The relationship between the U.S. and Israel will face new tests in the months ahead as Joe Biden assumes the presidency and Israel holds its fourth election in just a two-year span.

Among the most closely watched factors will be Iran’s nuclear program and Israel’s settlement building in the West Bank. In this interview, UCLA professor Dov Waxman, an expert on U.S.–Israel relations, looks ahead at how a new Biden administration would be likely to manage those and other issues.

Waxman is UCLA’s Rosalinde and Arthur Gilbert Foundation Professor of Israel Studies and director of the UCLA Younes & Soraya Nazarian Center for Israel Studies. His most recent book is “The Israeli–Palestinian Conflict: What Everyone Needs to Know” (Oxford University Press, 2019).

Answers have been edited slightly for brevity.
 
How different do you think U.S.
Israel relations will be under the Biden administration?

The Trump administration was unusually aligned with the Netanyahu government on a number of issues and they really had a very close and harmonious relationship over the past four years. While I think President-elect Biden is a strong supporter of Israel and will want to maintain a close and strong relationship with Israel, it’s very likely that there are going to be some differences of opinion on a few major policy issues.

So I expect there to be some tension, even conflict, down the line.
 
President-elect Biden has indicated that he wants the U.S. to rejoin the Iran nuclear deal. How do you think the Israeli government will respond?
 
I think the issue of Iran, particularly its nuclear program, is likely to be the greatest source of tension and, potentially, conflict between the Biden administration and the Israeli government — whoever leads the Israeli government.

In Israel, the 2015 nuclear deal with Iran was widely viewed in a very negative light. Prime Minister Netanyahu was perhaps the most outspoken opponent of that nuclear agreement, and he has already voiced his opposition to the United States rejoining it. In order for the United States to rejoin the agreement, Iran needs to comply with the terms of the agreement. And the Iranians have made it clear that they’re only going to do that if the United States ends the sanctions it has placed on Iran in recent years sanctions that have had a really devastating impact upon the Iranian economy.

For Israel, any kind of relaxation of sanctions — any end to U.S. sanctions in particular — is in their minds squandering leverage that the United States, and the international community, now has over Iran — leverage that the United States should be using to try to pressure Iran to enter a broader agreement, with a longer timeframe, which also deals with other aspects of Iran’s behavior, not just the nuclear program.
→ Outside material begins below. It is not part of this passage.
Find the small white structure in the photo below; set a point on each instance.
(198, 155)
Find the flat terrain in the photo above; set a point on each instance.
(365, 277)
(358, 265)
What are the chances that the Biden administration will reverse U.S. recognition of Jerusalem as Israel’s capital or move the U.S. embassy back to Tel Aviv?

I don’t expect the Biden administration to move the U.S. embassy back to Tel Aviv or reverse the Trump administration’s recognition of Jerusalem as Israel’s capital. There would be way too much political opposition in Washington.

However, the Biden administration will try to restore U.S. economic aid to the Palestinian Authority, as well as humanitarian aid to the Palestinians. And they will also try to reopen the U.S. consulate in East Jerusalem and try to reopen the PLO mission in Washington, D.C. These moves will help restore U.S. relations with the Palestinian Authority, which the latter ended in response to Trump’s recognition of Jerusalem as Israel’s capital. 

Do you expect Biden to push for a resumption of peace talks between Israel and the Palestinians?
 

I would be very surprised if the Biden administration decides, at least in the near term, to push for a resumption of peace talks between Israel and the Palestinians. I think they know as well as anyone who really pays close attention to this conflict that the prospects for peace talks to be successful are practically nil under the current circumstances, or at least with the current leadership in Jerusalem and in Ramallah.

It would really be a fool’s errand to try to revive peace talks that are doomed to fail. It would involve a lot of political capital on the part of the Biden administration, and I don’t think they want to spend that political capital on something that has such a slim chance for success.

I think the most that can be expected from the Biden administration is that they will try to maintain at least the possibility for a two-state solution to the conflict down the line. That means preventing Israel from carrying out its threat, or promise, to formally annex large parts of the West Bank which would effectively kill any prospect for a two-state solution and trying to put some kind of pressure on Israel to restrain its settlement activity in the West Bank, which many also view as undermining the prospects for a two-state solution to the conflict.